There are two things we should have learned in school but we didn’t: how to be a good listener (see my previous blog) and how to express ourselves so that people will listen.
Think about these famous orators who changed the course of history because of their exceptional self-expression skills: Sir Winston Churchill, Martin Luther King, Nelson Mandela, and Barak Obama. All of these individuals were good at putting pen to paper to craft their speeches (or working with speech writers!), but it was the way in which they delivered their words that made them such powerful public speakers.
Not everyone will have the opportunity to or even want to speak to hundreds or thousands of people. But just think of the stressful situations at work and at home that could be avoided if you were able to say things in an appropriate and effective manner so that people will listen, without being offended or tuning you out.
Next time you need to talk to someone about disagreeable behaviour, resolve a delicate family matter, or communicate with your head-strong teenager, try this stress-busting WINS formula. It’s worked wonders for me and, with practice; it can do the same for you too.
Here’s an example of how you can use the WINS formula at work to address a potentially difficult situation without putting someone else on the defensive, thereby increasing the likelihood they will listen and understand your point of view:
You are the Team Lead and you’ve asked one of your team members to represent your team at an important meeting discussing a new software implementation. You learned through your manager that this individual didn’t show. You now feel embarrassed and betrayed by your team member.
WHEN: When our team wasn’t represented at the meeting… Avoid the word “you” at all cost and just state the facts.
IMPACT: We missed important information regarding the new software implementation. Frankly, I was surprised and a bit embarrassed. You’re telling the other person how their behaviour impacted you. You can choose to put emotion in it or not.
NEXT TIME: In the future, I’d appreciate a call or text so I can assign someone else to represent our team...Tell the person the behaviour you want to see in the future.

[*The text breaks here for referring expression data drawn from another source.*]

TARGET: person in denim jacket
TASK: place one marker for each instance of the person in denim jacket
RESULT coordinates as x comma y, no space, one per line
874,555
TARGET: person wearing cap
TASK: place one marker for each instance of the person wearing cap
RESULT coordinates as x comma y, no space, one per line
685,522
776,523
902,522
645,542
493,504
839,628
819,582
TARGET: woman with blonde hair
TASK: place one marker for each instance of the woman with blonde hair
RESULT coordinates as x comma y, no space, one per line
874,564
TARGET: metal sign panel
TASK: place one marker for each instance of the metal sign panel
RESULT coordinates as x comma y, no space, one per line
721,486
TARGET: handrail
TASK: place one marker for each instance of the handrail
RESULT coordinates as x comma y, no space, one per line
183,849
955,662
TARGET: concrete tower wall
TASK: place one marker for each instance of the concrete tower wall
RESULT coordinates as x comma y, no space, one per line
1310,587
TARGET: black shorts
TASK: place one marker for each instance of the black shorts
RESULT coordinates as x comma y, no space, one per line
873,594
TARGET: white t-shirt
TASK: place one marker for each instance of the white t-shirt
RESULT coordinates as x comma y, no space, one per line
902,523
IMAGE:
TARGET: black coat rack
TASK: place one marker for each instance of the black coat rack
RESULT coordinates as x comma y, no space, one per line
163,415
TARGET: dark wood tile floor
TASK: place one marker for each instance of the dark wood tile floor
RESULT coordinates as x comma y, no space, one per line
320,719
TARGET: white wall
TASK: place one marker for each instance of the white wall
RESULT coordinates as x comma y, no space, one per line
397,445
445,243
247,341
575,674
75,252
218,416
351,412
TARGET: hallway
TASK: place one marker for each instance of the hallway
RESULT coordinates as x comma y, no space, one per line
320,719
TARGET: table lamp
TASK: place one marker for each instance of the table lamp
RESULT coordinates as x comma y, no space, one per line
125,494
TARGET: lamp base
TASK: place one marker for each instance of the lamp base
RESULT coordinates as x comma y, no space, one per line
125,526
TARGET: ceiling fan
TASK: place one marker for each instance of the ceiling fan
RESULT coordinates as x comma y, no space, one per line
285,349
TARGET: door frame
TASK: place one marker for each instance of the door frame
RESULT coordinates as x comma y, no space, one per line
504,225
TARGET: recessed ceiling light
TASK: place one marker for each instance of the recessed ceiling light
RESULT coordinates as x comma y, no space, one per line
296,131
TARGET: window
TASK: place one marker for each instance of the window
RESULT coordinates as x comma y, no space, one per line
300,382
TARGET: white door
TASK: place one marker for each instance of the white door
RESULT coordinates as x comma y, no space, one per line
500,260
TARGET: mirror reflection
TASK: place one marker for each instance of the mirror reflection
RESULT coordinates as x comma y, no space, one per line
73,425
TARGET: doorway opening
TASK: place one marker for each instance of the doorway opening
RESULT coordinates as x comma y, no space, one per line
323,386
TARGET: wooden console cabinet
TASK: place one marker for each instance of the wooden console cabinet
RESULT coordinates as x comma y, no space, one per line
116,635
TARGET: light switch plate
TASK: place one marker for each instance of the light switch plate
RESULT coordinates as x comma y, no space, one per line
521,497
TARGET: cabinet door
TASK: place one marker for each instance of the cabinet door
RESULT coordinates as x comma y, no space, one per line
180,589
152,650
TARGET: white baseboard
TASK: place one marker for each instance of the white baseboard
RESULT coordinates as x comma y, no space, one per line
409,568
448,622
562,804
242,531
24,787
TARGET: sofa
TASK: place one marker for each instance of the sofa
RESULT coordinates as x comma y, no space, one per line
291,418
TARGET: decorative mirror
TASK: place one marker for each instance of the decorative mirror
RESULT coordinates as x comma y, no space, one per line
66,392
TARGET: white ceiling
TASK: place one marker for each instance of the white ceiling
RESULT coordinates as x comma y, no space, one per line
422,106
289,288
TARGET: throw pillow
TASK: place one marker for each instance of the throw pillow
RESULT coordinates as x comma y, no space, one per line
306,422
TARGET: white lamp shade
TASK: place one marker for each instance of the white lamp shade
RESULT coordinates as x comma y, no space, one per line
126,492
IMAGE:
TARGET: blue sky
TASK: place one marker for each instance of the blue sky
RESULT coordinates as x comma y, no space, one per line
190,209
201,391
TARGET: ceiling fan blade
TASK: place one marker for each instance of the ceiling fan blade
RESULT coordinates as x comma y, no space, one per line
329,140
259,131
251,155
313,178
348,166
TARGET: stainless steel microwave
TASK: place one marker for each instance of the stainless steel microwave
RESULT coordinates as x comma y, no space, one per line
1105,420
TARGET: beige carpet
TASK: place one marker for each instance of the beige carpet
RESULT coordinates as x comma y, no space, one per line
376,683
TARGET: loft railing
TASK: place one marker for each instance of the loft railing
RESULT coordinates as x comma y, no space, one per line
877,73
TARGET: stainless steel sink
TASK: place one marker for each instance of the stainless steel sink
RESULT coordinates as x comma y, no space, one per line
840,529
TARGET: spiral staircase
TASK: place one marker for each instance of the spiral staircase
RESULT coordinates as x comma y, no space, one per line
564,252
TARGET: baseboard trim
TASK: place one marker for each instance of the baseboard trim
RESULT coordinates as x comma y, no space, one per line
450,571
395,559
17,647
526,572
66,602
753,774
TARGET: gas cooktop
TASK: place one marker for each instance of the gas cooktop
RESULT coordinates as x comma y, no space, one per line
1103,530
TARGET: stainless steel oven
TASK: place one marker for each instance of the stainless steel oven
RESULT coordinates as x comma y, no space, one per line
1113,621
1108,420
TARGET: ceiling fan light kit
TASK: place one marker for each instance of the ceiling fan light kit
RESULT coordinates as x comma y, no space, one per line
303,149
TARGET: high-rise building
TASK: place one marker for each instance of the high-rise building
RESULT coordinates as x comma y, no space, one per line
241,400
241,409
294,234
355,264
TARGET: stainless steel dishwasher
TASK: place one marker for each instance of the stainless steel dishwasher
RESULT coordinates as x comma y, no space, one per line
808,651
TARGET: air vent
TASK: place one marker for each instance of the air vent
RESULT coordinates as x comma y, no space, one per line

SO THAT: So that we can be assured we’re always represented at meetings and getting the information we need. The positive results that will be gained through this action.
Practice your WINS statement ahead of time so that you feel comfortable stating it, ensuring it’s genuine and from the heart. Once you’ve stated it, the next very important step is to stop talking and listen to what the other person has to say. This is key in coming to an understanding and resolving the issue.
We may not have learned the art of self-expression in school but the good news is that we can learn this important skill at any age! Breaking old habits and creating new ones takes time and practice so be patient with yourself. You’ll love the benefits!